Weather Timeline, the award-winning, material design-toting weather forecast app by Sam Ruston, has just been unpublished on the Play Store. Those that already bought the app will continue to have access to it, but new customers are out of luck.
This marks the second time in as many hours that Sam Ruston is in the news here at AP. His new app, Bouncer, landed over the weekend to augment privacy concerns in this modern age of aggressive app permissions. Unfortunately for us, his latest addition to the Play Store coincides with Weather Timeline’s departure.
According to the statement provided by Ruston, the reasons for Weather Timeline’s unfortunate demise are the ongoing cost of API access, paired with a decline in general sales. As expenses continued and revenue fell, eventually the app reached a tipping point where new purchases weren’t occurring often enough to sustain it.
A new generation of customers may never come to love the clean and logical design of Weather Timeline.

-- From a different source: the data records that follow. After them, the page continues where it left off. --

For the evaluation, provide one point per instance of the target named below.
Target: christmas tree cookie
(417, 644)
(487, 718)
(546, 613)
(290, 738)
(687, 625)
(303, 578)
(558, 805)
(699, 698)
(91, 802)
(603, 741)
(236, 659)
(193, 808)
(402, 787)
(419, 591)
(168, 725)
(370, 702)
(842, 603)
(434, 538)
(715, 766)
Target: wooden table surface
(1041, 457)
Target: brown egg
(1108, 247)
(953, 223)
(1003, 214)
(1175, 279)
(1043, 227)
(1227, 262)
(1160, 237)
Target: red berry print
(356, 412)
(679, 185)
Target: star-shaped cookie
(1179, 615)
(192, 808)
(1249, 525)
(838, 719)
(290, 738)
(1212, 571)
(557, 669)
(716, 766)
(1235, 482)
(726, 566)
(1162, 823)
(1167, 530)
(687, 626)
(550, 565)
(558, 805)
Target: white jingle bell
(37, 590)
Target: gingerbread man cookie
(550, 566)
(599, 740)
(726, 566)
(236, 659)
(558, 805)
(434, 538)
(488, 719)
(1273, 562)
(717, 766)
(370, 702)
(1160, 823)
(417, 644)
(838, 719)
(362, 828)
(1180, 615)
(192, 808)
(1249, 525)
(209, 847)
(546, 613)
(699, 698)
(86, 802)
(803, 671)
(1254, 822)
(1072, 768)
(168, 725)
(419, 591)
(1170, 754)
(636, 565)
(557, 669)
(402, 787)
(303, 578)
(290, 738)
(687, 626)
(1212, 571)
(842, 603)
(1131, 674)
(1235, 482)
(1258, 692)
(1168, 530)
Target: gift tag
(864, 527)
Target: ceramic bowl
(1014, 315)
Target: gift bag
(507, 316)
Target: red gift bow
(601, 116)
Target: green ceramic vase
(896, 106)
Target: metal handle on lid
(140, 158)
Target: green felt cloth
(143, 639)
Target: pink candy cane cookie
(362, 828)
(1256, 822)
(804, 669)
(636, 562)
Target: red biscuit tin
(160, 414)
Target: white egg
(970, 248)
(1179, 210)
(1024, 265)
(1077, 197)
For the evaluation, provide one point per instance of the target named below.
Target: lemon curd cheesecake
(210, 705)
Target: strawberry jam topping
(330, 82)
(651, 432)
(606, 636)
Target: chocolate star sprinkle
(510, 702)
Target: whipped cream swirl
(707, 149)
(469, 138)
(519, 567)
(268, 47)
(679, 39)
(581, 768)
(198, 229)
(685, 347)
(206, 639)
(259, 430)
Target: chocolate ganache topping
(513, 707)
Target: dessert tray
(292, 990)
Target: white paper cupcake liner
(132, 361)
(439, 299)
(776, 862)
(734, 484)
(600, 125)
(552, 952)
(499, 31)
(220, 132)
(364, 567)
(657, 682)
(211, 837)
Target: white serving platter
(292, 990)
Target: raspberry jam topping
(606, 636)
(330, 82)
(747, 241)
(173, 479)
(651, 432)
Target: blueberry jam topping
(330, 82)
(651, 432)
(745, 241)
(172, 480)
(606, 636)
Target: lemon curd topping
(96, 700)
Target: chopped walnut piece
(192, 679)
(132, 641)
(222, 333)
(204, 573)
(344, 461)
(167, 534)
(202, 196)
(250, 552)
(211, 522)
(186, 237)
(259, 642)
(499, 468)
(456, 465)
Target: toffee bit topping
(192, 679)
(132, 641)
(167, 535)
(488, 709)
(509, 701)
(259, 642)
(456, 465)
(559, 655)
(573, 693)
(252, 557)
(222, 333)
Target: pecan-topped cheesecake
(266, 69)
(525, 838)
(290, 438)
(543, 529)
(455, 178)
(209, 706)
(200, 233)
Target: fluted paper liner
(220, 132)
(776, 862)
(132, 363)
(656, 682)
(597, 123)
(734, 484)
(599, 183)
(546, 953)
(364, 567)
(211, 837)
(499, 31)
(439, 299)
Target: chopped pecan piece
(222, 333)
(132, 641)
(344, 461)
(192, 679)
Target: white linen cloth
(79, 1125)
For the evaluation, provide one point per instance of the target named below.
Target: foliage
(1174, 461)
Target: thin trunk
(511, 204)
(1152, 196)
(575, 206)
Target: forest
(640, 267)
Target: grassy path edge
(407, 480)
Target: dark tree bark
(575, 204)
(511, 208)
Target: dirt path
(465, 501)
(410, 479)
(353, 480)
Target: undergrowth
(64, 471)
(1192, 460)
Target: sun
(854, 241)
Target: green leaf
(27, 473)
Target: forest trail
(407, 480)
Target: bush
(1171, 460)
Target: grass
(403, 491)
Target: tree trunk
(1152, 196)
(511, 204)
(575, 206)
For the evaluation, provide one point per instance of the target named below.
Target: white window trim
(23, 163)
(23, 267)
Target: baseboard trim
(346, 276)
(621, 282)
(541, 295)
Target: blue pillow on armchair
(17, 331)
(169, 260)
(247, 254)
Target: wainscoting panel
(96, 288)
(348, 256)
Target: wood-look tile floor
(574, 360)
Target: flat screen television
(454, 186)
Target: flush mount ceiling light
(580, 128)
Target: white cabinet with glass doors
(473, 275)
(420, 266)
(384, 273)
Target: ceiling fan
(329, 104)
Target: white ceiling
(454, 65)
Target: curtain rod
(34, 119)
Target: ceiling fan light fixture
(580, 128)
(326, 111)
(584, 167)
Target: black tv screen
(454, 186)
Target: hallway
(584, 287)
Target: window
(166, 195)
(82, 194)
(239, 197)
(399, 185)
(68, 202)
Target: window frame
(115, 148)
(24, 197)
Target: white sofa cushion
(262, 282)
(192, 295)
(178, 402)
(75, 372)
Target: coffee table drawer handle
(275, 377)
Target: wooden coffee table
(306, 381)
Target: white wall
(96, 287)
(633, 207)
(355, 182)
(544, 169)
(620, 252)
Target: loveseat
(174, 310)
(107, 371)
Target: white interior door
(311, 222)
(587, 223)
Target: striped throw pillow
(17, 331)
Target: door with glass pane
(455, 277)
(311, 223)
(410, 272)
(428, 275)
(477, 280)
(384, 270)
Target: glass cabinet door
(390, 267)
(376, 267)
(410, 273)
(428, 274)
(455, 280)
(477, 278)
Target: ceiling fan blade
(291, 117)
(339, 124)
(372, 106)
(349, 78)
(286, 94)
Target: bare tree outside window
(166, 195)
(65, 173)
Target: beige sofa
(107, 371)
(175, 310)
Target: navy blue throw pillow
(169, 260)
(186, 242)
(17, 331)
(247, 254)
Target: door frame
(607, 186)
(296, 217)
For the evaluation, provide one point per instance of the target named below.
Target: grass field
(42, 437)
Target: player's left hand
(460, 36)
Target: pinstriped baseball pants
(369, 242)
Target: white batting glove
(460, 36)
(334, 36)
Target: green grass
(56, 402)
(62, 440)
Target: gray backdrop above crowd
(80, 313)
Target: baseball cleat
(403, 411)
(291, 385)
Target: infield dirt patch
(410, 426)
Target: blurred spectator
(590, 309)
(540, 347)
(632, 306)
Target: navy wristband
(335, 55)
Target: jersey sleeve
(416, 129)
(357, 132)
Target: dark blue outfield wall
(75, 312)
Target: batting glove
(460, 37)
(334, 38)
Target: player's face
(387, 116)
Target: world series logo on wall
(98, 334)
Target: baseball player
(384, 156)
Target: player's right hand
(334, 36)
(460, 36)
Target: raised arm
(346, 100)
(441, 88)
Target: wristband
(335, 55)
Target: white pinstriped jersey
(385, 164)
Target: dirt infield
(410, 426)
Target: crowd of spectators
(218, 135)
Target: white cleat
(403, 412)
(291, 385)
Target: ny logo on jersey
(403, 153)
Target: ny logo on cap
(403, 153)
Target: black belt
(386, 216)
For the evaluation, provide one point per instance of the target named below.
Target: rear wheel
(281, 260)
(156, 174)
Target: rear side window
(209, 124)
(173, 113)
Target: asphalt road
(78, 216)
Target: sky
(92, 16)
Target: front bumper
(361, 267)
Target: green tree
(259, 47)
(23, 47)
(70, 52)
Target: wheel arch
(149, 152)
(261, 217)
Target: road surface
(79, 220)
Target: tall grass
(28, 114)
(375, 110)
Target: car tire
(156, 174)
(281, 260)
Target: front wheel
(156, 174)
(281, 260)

At $1.49 over the last four years, the app has been a bargain for lovers of clean design, but with the cost of weather API access, that value may have hurt Weather Timeline in the long run. We spoke to Ruston about the app’s unpublication and were told that the only models for app sustainability going forward were likely to upset customers. He even debated introducing a subscription model, but the expected customer backlash precluded that choice.
This isn’t the first time API restrictions have had a negative impact on Ruston’s apps. Twitter’s pants-on-head-stupid token limit resulted in Flamingo being pulled earlier this year.
If you already own and use Weather Timeline, there’s no reason to panic. In the statement explaining his reasoning, Ruston states that it will continue to function for the foreseeable future — which presumably means updates will continue at some schedule to ensure compatibility and functionality are maintained going forward. So the app will continue to work, and you’ll still be able to download and use it on newly purchased devices.
It’s unfortunate that a switch to a subscription model likely would result in a strong customer backlash, though I wish it were possible to convince Weather Timeline’s patrons of the benefits. The life of an indie developer is a hard balancing act, just ask Francisco Franco.